The prevalence rate of hepatitis C is about 4% in Taiwan. The new oral treatments require fewer administrations, and offer a higher cure rate (over 90%) with fewer side effects than the conventional concomitant treatment of long-acting Interferon and Ribavirin. However, the new oral drugs come with a huge price tag. Therefore, many people welcome the news that the MOHW is now considering including the new treatments into the NHI reimbursement scheme.
This issue was on the agenda for the PBRS meeting on the 18th. The meeting was moderated by Janice Chen. Chen expressed that there were four suggestions on the funding of the new treatments: 1. the budget for public affairs, 2. the budget for public affairs + the NHI global budget for other departments, 3. the budget for public affairs + the NHI global budget for other departments + co-payment, 4. the NHI global budget for other departments + co-payment.
Janice Chen pointed out that the first option is to fund the new treatments by the budget for public affairs. However, the administrative procedure will delay the implementation until 2018. If the authority intends to start the reimbursement from next year, the option of using “the budget for public affairs + the NHI global budget for other departments + co-payment” is more feasible.
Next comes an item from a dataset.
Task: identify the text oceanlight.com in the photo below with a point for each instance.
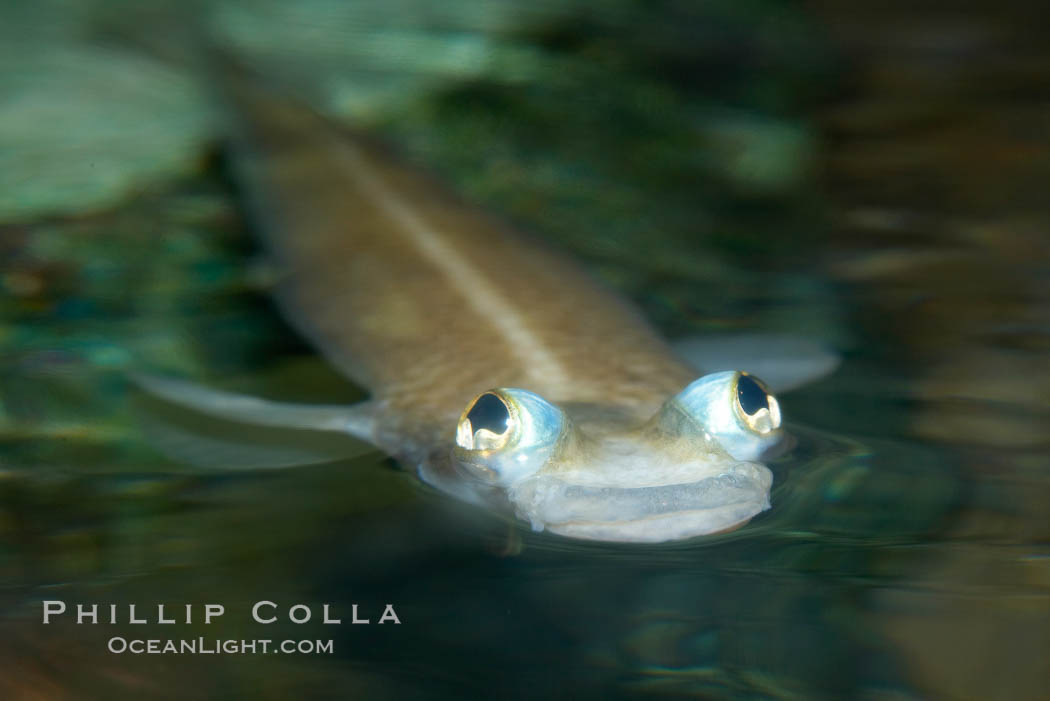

As for the co-payment rate, a proposal of 20 -30% was put forward in the Joint Meeting. It means every patient will have to pay NT$50,000-75,000 for a treatment course provided that the payment price of NT$250,000 is accepted by the drug companies. Details will be discussed in the NHI Board Meeting scheduled in September; and the results will be discussed in the Joint Meeting in October for conclusion.
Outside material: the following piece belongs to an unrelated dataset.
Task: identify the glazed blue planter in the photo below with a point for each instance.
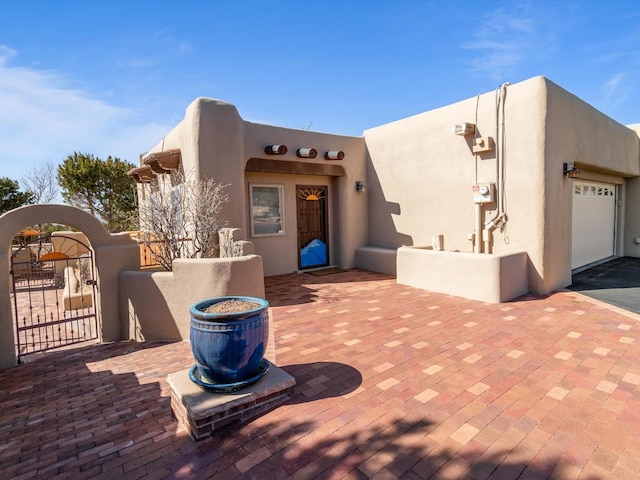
(229, 347)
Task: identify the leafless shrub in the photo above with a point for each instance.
(181, 217)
Janice Chen stressed that Taiwan has a higher prevalence rate of hepatitis C than other countries; and there is a consensus on the cost-effectiveness of the new treatments. However, the funding method has to be agreed. The NHIA suggests gradually including patients into the treatment scheme. The top priority will go to those who fail to respond to the concomitant treatment of long-acting interferon and Ribavirin. The new treatment will be gradually extended to those who have severe liver fibrosis and at high risk of liver cancer or cirrhosis, those who have received liver transplant, those who are waiting for liver transplant, those who have other systematic diseases, HIV-positive patients, etc. The NHIA estimates that 32,000 patients will be able to access the new treatments in 3 years.
It means that the new treatments for hepatitis C will cost the NHI NT$2.5 billion a year. The NHI global budget for other departments was just NT$10.4 billion last year. However, after paying other reimbursement items, there is not much left for the new drugs for hepatitis C, said Shih Ru-Liang from the NHIA.